This is the first time in 10 years that I've been fasting. I made the decision in July 2004 to pursue Amma-related Hindu practices as my main practice and, even though I had wavered in that decision by returning to salat briefly in 2010-11, and then returning to the Hindu practices once again, and then noticing that my practices were trailing off altogether, I made the decision to resume salat this past January, starting with maghrib, and I haven't turned back since. In fact, the Amma programs took place in New York and Boston this month, but I didn't attend any of them. I have effectively walked away from that experience.

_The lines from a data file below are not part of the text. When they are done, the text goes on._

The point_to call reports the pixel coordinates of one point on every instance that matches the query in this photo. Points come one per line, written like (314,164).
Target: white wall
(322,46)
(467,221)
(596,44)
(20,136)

It may seem like somewhat of an odd thought to have, but at some point this past January I thought what a shame it was that, so long as I continued to practice Hinduism (or continued to waver), I probably wouldn't find the time to read some of the Islamic books I had, including completing reading ones I had had for some time as well as reading some of the ones I had acquired during my in-between phase in 2010-11.
Then again, maybe that's not such an odd thought. I tried to force the issue of spiritual community for a number of years, spurred on in part by things I had read that were written by spiritual teachers (including Lex Hixon). Realistically, in my experience, in order to participate effectively in spiritual groups it is necessary to live in or near a relatively large city, and/or to have enough disposable time and income to spend on a regular basis. Not that it's necessary to give a lot in donations or fees, but it helps to have enough money to travel to events without having to worry about it.

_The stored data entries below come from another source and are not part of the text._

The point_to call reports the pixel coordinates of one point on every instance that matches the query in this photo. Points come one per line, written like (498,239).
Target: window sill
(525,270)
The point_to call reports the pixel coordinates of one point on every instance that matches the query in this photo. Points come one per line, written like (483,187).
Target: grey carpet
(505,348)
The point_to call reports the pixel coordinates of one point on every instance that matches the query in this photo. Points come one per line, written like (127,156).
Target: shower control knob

I've decided to relax about that as much as I can. It's enough for me now to read and to pray and to make use of resources on the internet (including Shaykha's sohbets, etc.).
As I've written before, I'm perfectly capable of becoming elevated by spiritual reading and practices. On the other hand, when I feel inclined to view politically-oriented documentaries or feature films, or to read political or philosophical literature that has a bit of toughness to it, I choose to give some scope to that. I think that's another reason why it's good for me to keep my options open and my schedule as flexible as possible. Recently, after seeing the Dirty Wars film, I returned to reading my ebook version of Jeremy Scahill's book. Along similar lines, I spent some time today looking at documentaries online about the former Yugoslavia. I find that, in my reading about Islam in contemporary social contexts, I like to go back and forth between perspectives from before and after 9/11.

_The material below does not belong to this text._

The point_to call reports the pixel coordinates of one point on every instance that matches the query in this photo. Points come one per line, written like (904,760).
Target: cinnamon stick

With the recent (and ongoing) examination of ethical failures in my department, I've begun to consider that some of the uneasiness I have felt in the department may have been a result of secrets and festering issues, and not primarily a reflection of fundamental inadequacy within myself that I could somehow (and so far in vain) hope to "cure" with what British psychologist David Smail terms "magical voluntarism." Similarly, with each cultural setback and political disappointment, I have to acknowledge that it really is a burden to live in the post-9/11 U.S.
My computer's doing automatic backup, so I'll sign off before it shuts down automatically.